Ok. I finally found some of the paper work and here's what I have.

First I want to remind that I was born on February 3rd, 1983. I have X-ray results from April 4, 1983. Here is the information it contains:

The skull has a tendency to be rather dolichocephalic(1), however, the sutures(2) are still open. The sagittal suture is less wide than the coronal.

I have another X-ray resault from September 15, 1983:

The skull is somewhat scaphocephalic(3) in configuration and the sagittal suture is almost completely obliterated. The coronal and lambdoid sutures remain open with the coronal sutures also possibly showing some early closing.

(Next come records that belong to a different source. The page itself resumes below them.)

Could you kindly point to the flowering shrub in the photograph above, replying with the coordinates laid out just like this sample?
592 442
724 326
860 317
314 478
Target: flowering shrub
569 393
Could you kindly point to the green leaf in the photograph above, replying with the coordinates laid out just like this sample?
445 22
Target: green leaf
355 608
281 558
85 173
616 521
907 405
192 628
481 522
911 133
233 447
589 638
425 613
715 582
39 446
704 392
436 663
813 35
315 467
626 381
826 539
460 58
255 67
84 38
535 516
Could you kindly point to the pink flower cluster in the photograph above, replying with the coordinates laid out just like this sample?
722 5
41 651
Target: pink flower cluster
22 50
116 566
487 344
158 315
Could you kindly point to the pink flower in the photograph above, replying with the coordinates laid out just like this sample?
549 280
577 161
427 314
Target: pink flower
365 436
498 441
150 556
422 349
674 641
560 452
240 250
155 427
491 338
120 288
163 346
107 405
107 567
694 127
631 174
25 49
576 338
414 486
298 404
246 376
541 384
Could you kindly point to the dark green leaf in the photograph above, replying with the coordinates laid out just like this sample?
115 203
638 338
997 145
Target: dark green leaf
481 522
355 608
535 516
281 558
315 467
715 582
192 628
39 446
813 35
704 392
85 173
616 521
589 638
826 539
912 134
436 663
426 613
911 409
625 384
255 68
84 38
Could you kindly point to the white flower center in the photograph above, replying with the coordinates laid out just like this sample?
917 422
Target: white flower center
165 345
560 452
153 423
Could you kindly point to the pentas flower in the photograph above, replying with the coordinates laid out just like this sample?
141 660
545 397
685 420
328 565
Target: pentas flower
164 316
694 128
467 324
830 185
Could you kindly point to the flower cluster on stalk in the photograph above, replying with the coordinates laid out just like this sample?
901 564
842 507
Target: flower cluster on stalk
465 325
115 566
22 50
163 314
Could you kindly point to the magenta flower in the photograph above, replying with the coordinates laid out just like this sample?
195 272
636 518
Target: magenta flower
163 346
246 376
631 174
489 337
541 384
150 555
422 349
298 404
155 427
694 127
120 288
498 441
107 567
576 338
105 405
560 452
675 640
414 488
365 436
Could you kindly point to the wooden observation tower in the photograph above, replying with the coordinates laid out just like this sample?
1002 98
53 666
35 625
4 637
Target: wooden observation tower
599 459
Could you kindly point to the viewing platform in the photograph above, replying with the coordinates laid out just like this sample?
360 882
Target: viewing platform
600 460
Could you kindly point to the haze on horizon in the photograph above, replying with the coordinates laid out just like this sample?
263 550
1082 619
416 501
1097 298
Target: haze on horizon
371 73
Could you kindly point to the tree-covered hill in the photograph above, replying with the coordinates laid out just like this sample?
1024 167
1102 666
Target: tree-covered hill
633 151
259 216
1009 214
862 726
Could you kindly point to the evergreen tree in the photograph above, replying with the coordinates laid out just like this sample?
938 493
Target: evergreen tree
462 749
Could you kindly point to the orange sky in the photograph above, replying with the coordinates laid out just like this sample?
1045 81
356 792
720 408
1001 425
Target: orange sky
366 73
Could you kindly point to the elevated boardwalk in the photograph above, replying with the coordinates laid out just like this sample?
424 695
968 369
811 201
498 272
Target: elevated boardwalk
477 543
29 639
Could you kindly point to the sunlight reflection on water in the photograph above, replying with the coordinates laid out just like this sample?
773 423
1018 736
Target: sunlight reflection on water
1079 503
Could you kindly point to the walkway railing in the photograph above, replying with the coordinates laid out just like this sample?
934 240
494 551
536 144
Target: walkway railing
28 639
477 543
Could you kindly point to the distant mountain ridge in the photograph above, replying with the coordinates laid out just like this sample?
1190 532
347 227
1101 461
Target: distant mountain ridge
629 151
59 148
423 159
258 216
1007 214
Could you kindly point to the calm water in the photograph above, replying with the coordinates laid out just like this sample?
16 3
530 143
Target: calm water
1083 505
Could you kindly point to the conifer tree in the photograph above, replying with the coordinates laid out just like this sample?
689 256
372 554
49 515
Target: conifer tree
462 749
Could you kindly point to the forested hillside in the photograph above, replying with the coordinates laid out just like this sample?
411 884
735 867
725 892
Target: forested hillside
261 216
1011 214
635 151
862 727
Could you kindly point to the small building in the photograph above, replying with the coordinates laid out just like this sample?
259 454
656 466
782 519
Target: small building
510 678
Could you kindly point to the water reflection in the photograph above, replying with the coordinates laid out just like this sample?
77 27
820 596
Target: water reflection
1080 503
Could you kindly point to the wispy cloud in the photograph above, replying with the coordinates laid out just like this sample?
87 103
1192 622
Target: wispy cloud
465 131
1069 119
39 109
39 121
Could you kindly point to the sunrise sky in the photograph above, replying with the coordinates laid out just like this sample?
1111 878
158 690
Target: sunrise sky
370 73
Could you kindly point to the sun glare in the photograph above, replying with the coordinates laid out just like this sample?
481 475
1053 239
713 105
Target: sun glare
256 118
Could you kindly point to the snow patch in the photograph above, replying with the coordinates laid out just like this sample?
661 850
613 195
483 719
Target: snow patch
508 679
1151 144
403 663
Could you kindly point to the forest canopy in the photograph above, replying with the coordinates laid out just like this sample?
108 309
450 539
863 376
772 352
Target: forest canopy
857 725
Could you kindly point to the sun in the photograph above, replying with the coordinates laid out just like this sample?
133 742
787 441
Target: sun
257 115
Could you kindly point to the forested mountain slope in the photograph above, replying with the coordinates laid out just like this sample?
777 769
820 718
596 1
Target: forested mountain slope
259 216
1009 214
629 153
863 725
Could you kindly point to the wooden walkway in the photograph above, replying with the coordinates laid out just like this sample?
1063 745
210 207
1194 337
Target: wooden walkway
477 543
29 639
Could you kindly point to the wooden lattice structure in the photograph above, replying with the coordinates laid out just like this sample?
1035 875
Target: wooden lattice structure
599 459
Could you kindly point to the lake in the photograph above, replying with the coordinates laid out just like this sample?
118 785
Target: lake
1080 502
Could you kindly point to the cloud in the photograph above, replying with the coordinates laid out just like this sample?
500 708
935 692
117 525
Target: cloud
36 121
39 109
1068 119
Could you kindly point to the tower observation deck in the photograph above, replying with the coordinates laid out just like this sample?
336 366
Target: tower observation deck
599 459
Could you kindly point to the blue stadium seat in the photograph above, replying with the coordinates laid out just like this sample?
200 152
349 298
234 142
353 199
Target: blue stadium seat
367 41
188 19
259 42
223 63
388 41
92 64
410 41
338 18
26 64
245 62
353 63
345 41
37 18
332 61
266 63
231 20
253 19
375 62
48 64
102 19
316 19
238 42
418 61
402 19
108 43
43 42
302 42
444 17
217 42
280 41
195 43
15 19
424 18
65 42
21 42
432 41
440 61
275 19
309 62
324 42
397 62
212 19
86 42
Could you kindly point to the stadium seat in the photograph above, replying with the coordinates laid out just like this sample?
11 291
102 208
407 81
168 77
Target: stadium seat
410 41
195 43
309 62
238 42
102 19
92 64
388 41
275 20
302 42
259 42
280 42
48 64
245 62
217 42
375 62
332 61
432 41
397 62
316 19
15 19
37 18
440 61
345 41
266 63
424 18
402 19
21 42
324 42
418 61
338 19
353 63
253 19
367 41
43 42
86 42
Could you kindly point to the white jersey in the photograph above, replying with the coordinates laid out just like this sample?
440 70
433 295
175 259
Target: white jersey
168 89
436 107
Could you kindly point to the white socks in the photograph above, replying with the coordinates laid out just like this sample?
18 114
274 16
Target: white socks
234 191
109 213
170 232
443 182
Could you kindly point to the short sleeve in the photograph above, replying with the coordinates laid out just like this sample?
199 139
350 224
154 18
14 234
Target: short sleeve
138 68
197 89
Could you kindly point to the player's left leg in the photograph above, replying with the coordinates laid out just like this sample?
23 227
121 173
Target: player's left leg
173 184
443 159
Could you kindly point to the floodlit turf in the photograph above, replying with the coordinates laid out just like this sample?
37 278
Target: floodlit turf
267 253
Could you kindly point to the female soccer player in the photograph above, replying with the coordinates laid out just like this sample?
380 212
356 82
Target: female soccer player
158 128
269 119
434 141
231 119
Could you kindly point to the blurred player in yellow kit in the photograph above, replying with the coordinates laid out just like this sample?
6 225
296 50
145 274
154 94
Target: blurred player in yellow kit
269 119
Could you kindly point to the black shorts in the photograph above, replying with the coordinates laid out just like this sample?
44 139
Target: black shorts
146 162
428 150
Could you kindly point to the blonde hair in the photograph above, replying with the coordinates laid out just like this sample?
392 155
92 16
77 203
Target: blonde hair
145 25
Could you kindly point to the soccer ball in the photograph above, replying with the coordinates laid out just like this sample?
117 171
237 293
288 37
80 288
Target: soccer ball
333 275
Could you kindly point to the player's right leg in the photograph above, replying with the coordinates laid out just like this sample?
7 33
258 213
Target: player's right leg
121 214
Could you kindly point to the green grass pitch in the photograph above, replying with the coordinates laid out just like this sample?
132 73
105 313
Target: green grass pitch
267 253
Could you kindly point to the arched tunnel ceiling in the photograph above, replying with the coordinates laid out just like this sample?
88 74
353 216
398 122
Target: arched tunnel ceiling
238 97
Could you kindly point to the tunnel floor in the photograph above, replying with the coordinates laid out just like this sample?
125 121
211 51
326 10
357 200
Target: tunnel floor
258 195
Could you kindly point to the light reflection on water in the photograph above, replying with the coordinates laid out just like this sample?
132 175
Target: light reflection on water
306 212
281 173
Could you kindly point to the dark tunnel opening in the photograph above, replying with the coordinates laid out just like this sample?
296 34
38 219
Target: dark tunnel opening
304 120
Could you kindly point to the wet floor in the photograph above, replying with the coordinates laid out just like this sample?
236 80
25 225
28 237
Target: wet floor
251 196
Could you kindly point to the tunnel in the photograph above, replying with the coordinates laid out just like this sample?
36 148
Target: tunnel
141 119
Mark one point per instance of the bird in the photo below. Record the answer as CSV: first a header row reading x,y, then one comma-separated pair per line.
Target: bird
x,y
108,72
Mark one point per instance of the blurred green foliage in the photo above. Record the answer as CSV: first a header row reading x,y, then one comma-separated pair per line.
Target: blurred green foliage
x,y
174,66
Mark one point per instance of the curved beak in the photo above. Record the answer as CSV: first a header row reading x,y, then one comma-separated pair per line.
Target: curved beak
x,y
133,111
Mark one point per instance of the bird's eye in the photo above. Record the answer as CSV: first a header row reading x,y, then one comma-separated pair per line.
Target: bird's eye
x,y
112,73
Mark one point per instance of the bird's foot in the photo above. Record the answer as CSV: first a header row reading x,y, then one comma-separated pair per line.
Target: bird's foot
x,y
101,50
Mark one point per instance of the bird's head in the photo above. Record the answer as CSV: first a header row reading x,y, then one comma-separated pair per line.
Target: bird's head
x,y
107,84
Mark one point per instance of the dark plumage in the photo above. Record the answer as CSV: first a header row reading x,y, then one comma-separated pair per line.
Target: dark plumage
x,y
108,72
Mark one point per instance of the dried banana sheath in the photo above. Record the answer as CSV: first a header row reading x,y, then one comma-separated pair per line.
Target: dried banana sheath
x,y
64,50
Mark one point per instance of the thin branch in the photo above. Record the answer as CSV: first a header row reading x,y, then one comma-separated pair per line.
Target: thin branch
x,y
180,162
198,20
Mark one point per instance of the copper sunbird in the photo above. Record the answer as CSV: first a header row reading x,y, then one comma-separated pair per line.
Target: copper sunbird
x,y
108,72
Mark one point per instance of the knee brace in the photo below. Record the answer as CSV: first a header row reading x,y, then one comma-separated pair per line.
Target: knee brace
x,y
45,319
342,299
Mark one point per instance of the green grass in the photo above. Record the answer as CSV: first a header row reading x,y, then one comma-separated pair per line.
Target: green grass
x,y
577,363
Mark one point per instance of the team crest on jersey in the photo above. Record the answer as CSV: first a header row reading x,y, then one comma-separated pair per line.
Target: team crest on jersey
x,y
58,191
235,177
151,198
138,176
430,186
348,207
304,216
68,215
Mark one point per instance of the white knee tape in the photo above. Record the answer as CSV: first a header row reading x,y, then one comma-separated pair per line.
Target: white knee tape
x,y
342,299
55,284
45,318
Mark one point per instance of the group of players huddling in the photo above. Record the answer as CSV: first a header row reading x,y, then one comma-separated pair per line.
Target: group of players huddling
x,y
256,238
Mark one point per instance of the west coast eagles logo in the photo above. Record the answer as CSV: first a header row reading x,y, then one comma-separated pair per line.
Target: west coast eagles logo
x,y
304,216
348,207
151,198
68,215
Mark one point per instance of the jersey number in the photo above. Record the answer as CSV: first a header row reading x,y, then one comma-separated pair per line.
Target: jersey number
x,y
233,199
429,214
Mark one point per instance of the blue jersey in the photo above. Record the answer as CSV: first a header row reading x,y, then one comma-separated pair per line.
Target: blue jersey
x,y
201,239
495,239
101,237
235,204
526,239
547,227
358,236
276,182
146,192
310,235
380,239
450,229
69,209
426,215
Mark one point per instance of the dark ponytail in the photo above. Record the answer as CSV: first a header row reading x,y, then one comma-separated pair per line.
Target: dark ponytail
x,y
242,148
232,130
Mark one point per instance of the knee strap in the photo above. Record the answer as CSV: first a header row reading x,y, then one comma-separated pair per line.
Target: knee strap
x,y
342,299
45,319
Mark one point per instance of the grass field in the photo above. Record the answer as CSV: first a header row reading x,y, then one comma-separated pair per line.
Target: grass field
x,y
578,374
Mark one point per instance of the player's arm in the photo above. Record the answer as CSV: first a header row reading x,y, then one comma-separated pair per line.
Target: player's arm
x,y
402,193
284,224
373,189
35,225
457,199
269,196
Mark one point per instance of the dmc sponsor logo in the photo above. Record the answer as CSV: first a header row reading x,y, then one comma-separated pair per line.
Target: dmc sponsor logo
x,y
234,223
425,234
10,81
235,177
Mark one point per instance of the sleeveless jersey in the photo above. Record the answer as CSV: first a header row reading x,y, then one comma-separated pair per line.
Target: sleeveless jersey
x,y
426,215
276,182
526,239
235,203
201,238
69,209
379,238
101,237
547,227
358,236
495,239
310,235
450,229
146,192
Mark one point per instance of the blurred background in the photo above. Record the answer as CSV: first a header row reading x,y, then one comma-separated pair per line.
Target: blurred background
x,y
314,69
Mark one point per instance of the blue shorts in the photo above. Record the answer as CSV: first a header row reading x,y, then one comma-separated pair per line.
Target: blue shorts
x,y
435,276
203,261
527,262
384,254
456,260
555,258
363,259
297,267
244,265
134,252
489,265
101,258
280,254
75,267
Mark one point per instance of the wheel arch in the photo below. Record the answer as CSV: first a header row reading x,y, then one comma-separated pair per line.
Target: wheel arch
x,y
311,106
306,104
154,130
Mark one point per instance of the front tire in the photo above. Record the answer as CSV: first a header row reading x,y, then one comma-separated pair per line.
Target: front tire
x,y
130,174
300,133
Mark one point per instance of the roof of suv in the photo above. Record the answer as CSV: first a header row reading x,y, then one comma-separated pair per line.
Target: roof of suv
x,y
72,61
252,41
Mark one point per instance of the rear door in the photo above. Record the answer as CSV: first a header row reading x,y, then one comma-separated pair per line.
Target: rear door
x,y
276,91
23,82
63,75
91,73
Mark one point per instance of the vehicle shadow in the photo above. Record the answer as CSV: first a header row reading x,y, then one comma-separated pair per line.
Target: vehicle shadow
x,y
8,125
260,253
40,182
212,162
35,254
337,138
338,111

These features are considerably aggravated over that of 4 april 1983

Opinion: Probable sagittal craniostenosia(4) causing retarded brain growth.

 

1 - Dolichocephalic - Having a relatively long head with a cephalic index below 75. The index is obtained by dividing the maximum width of the cranium by its maximum length and multiplying by 100. In anthropometry, the cephalic index has been the favored measurement. A cephalic index of 80 or more is called brachycephalic or broad; a measurement between 75 and 80 is mesaticephalic; below 75 is considered dolicocephalic or long. The cranial index is the same ratio taken on a skull.

2 - Suture - Where the cranial bones meet is called a suture. The coronal suture separates the frontal bone from the parietal bones. The sagittal suture separates the two parietal bones from each other. The lambdoid suture separates the parietals from the occiput. The squamous suture separates the temporal bone from the parietals. There are varying kinds of sutures. Some sutures, or "joints" interdigitate, like lacing your fingers, other sutures have sliding plates, and others butt up against each other like this. Contrary to popular belief, the sutures are not completely fused, but actually have the ability to allow very slight movement, about 1 tenth of a millimeter. Sutures operate similarly to the way vertebral discs work in the spine. They allow for compression and tension release so that if you suffer a strong blow to the head, the suture will accommodate that blow and lesson the likelihood of severe injury. Sutures also allow micro-movements in response to inter-cranial pressure.

Here is a picture showing where the sutures are located in the cranium:

3 -Scaphocephalic - congenital deformity of the skull in which the vault is narrow, elongated, and boat shaped because of premature assification of the saggital suture.

4 - Craniosynostosia - premature closure of one or more cranial sutures, starting almost always before birth. The prevalence is 1/2000 livebirths. The vast majority (85%) of craniosynostoses are isolated (non syndromic) and are classified on which suture is involved. In craniosynostotic syndromes (15%), classification is defined phenotypically, based on facial and limb anomalies. The proportion of familial cases is important in syndromic forms (40%) and the syndrome is usually transmitted as an autosomal dominant trait. The main sign of craniosynostosis is a skull deformity which involved also the face in syndromic forms. This deformity allows early diagnosis, in the neonatal period, in the vast majority of cases. Later, an increased intracranial pressure can occur, due to a growth conflict between brain and skull, and can lead to blindness and mental delay. The frequency of increased intracranial pressure varies according to the type of craniosynostosis and increases with age. The treatment is based on surgical skull decompression and craniofacial reconstruction. The management of craniosynostoses needs multidisciplinary craniofacial teams with well trained neurosurgeons, plastic surgeons and pediatric anesthesiologists. The results are better after early treatment.